Visa Checkout is an online mark now but everyone knows that the big land grab is for in-store payments via a mobile device. I think that if Visa really wanted to get massive penetration of digital accounts to be used both on and offline in a relatively short period of time, they’d stop steering the market to NFC and promote tokenization and QR codes in order to reach every human being with a smartphone today. That’s also something their relationship with Loop can help them do, as well, if issuers get on board. Yes, I know that the rumor is that Apple is going to release a phone with NFC and that, when it does, it will mean “game over” for everything but NFC. But, even if that were the case (and I have my own theory of the case – article on that coming soon) that still won’t reach the majority of people with phones nor give people places to use it today or in the foreseeable future.

Speaking of Apple, Scharf discussed Visa’s plans to make it easier for developers, OEMs, telcos and technology companies big and small (code for Apple) to embed Visa Checkout into its solutions by going directly thru Visa. This is where I think things could get interesting and pretty hairy.  Visa has to get merchants on board somehow someway. We all know the one big lever that they can pull to do that – interchange rates. But Visa will have to decide (maybe they have) who gets the good deals and who doesn’t to ignite acceptance – and it will have to be careful. Does Apple get them and not PayPal? PayPal is a Checkout competitor but also drives a lot of volume to Visa and has the capability to flip consumers to ACH, not to mention leverage their own acceptance network in creative ways with some of the same powerful players. The complexities of the ecosystem make it impossible for Visa to make everyone happy anyway but how they decide who gets what deals to get the merchant side of the network revved will not only be interesting to watch, but  determine how other players in the ecosystem react to take advantage of perceived “inequities.”

Scharf also addressed tokenization in his remarks and it’s clear that Visa wants to set the standard for tokenization and play a role in issuing tokens. That’s coming, though, on the heels of bank initiatives to do the same thing, not to mention a bunch of technology players that do, too. One has to imagine that Visa’s efforts will be somehow linked to its interchange rate scheme – use our tokens and you’ll get a preferred rate since we can reduce your CNP fraud. Again, how this gets sorted will determine who aligns with whom as well as who in the tokenization world lives or dies.

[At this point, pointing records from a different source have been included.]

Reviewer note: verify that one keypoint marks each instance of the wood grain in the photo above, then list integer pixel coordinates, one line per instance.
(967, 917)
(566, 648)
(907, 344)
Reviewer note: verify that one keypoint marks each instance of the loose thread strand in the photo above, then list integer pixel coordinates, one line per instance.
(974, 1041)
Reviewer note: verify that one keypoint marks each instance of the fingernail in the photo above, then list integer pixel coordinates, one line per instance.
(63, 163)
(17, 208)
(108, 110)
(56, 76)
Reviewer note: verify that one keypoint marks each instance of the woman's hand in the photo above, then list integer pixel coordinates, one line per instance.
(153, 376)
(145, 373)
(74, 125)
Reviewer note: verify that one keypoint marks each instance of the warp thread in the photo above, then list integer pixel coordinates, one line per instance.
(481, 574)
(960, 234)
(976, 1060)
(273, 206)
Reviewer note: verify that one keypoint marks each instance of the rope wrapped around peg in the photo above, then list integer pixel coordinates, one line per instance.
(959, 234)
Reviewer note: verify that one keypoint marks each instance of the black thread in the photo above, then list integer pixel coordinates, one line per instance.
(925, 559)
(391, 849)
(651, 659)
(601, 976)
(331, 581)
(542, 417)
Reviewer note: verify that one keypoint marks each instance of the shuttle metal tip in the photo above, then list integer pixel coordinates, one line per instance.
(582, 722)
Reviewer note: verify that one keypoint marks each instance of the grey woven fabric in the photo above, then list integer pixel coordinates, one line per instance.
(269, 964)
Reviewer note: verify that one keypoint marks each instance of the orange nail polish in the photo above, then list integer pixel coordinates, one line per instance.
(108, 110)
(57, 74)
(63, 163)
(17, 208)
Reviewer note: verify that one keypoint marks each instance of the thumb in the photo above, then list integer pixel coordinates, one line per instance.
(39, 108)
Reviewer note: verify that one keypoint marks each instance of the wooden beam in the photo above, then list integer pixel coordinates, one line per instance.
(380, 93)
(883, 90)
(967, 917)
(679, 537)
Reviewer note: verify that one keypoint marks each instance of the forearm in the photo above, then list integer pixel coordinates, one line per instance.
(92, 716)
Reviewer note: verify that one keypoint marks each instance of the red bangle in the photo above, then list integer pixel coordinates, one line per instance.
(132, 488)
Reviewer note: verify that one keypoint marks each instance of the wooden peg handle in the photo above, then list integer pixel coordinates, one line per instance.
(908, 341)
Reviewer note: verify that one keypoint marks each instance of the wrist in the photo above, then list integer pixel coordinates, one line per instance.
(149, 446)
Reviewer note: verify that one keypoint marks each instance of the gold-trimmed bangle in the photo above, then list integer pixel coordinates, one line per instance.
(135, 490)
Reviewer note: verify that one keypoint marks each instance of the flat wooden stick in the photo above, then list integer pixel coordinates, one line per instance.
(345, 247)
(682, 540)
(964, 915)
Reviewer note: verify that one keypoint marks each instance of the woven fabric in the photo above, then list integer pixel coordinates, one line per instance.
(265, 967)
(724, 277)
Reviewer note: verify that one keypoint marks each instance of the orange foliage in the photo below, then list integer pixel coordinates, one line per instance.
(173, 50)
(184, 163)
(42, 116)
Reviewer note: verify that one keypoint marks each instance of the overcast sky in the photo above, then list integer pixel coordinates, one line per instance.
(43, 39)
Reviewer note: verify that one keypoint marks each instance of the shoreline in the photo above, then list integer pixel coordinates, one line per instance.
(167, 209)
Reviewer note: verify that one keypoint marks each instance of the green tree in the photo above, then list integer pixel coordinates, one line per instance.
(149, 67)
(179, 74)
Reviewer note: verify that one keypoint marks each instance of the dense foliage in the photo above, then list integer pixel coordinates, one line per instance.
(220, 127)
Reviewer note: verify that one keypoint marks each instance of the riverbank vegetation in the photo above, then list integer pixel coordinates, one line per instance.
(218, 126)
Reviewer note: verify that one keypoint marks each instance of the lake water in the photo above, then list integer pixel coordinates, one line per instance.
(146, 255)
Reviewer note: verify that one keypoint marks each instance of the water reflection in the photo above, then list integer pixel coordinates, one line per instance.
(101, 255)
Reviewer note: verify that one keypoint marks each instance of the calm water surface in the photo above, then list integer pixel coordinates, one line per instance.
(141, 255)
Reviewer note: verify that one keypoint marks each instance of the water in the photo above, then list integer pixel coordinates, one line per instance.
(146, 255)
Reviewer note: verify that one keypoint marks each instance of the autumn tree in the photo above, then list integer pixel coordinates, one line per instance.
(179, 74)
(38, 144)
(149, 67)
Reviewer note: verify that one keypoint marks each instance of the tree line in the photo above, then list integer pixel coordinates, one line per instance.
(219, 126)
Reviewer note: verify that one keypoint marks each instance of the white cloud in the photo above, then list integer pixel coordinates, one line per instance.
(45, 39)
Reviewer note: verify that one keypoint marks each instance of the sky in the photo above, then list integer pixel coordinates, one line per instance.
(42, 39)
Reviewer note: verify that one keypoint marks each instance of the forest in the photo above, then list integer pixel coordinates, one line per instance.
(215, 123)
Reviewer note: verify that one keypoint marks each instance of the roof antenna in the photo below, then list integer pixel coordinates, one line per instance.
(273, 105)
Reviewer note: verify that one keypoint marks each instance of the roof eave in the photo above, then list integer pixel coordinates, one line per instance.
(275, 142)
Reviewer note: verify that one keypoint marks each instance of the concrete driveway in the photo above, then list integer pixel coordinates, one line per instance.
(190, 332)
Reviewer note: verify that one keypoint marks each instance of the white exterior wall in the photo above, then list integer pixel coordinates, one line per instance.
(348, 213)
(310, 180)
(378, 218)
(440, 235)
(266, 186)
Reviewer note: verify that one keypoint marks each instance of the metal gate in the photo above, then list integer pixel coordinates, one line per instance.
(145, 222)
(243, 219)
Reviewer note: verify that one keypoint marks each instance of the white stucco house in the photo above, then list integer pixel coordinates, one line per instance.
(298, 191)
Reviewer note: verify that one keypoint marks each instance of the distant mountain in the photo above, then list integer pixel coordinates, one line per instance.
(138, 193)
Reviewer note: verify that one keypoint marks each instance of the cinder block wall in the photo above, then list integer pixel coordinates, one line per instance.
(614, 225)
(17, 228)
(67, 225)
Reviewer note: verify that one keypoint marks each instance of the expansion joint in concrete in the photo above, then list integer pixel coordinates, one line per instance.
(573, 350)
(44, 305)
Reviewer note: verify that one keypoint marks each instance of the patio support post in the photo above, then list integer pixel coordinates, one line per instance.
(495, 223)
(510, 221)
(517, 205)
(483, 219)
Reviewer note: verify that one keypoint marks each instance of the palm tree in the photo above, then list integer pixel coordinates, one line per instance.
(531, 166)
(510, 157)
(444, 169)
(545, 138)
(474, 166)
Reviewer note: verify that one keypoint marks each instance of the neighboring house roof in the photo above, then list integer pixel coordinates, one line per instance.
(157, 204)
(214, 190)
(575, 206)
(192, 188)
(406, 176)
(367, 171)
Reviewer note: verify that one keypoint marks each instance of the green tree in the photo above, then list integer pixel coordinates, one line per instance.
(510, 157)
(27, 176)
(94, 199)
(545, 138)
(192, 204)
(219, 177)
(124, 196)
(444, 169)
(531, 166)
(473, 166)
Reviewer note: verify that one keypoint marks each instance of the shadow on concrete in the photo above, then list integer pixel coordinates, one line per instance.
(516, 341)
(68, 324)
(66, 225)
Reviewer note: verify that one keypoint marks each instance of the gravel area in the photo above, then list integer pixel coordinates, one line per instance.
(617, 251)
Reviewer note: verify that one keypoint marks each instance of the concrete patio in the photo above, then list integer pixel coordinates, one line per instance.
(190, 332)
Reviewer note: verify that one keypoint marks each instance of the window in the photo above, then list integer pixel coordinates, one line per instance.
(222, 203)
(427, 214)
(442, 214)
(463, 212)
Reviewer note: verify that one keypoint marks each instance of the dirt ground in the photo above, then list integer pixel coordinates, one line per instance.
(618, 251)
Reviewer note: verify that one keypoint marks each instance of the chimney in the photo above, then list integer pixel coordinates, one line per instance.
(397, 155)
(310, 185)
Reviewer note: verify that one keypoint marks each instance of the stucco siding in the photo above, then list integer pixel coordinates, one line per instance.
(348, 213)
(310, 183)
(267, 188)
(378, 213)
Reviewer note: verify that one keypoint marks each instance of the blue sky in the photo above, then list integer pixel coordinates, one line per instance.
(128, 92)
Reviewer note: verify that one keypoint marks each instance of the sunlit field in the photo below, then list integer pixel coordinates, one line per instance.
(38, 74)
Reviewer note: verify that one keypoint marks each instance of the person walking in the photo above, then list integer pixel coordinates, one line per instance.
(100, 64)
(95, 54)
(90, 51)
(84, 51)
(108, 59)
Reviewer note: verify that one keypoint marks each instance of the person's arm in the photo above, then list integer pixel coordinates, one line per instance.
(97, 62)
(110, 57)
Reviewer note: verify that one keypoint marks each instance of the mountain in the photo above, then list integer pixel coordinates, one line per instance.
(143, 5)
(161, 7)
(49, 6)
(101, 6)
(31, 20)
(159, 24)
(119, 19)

So, for Visa Checkout to succeed, I think that Visa needs to party like it’s 2014, and not like its 1995 since the music and what people will be wearing to the party aren’t the only things that are different. Visa has a two-sided problem to crack that is the hardest problem in payments and commerce. To get the party started, it needs enough of the right merchants and consumers to arrive at just about the same time in a good mood. I know I can’t want to see how people on the invited guest list respond and how long it will take them to show up.

I just hope they bring back Pierce Brosnan in the Visa Checkout ad campaign.